Doug's posting about the Norwegian news operation's use of cellphones to cover public events reminded me of a couple of conversations with journalism educators and professionals. When "backpack journalism" was mentioned, I sometimes sensed confusion and fear. I suspect some students also feel anxious about what they're hearing and reading.
Why don't we think about these innovations as part of the natural evolution of our competitive profession, where speed in gathering and distributing news and information is one of the main goals. (THE primary goal is accuracy, of course.)
The use of cellphones is the latest development in the transmission of information, which began with the telegraph in the 19th century. In the 20th century, the telephone allowed reporters in the field to dictate their stories to staffers in the newsroom. Every journalist was expected to be skilled in giving and receiving dictation. That might be one reason why many new reporters started out on obits, where information was often phoned in.
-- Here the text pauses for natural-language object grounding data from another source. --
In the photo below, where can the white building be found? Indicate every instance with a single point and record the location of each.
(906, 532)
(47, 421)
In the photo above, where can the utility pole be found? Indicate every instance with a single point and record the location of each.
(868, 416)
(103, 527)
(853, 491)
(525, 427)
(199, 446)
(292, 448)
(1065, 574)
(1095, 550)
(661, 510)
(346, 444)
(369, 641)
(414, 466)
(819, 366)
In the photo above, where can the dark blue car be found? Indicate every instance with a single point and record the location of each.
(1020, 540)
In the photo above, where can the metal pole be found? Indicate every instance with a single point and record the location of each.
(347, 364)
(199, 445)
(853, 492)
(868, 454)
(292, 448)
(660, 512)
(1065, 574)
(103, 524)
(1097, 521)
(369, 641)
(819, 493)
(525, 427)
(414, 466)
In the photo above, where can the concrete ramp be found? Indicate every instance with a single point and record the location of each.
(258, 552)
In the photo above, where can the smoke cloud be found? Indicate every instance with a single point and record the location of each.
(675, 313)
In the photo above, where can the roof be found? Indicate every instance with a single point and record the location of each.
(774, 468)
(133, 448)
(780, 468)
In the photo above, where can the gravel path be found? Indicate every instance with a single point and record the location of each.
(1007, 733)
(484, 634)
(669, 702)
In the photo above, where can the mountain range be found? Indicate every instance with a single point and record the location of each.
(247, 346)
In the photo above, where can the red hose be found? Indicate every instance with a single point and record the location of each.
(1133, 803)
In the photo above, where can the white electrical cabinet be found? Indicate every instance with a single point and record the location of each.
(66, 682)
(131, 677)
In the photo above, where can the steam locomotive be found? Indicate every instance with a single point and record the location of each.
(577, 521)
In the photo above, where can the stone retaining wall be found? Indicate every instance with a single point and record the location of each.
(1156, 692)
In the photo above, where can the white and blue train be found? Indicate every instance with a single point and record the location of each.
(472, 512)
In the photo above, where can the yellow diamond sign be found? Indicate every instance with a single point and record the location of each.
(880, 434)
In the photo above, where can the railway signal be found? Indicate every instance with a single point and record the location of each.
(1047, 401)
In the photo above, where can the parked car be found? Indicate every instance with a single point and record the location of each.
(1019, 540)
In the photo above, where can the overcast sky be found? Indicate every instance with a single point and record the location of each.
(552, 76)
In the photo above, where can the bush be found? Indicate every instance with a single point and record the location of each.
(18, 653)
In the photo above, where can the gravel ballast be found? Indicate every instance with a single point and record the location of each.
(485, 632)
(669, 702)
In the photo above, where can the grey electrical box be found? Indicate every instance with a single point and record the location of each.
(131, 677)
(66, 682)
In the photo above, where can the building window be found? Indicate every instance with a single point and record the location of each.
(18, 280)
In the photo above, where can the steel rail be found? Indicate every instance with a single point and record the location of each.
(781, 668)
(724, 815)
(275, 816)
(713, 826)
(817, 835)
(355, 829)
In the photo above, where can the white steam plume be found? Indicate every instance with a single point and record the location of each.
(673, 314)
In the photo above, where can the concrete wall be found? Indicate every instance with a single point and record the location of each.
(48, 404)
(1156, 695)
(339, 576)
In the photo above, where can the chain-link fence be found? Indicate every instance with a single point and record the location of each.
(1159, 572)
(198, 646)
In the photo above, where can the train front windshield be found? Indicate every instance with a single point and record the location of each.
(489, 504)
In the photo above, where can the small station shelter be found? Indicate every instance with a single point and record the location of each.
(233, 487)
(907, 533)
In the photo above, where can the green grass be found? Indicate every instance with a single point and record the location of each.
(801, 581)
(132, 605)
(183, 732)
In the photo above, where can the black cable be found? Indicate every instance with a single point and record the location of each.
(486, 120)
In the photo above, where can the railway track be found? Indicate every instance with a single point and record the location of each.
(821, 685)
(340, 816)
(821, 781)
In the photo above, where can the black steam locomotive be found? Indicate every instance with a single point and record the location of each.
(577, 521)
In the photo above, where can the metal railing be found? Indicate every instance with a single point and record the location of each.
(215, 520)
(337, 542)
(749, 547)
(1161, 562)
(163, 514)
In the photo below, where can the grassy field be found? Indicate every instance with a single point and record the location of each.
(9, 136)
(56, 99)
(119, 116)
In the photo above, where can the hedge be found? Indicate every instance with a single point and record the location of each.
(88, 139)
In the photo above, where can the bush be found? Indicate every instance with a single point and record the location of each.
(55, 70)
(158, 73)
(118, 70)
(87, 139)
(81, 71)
Dictating information over the phone was common practice for decades. Then newsrooms purchased the clunky predecessors to today's laptops, and reporters and photographers were able to transmit text and pictures by dropping a telephone handset into a cradle and letting the machine chirp away at the mainframe computer.
When desktop computers were introduced into the newsroom, some old-timers continued to write their copy on typewriters and turn it over to the composing room to be set, but most staffers were expected to embrace the change or look for other employment.
I have no idea what will follow the common use of cellphones to cover public events but I'm confident there will be something because change is the only constant in this business.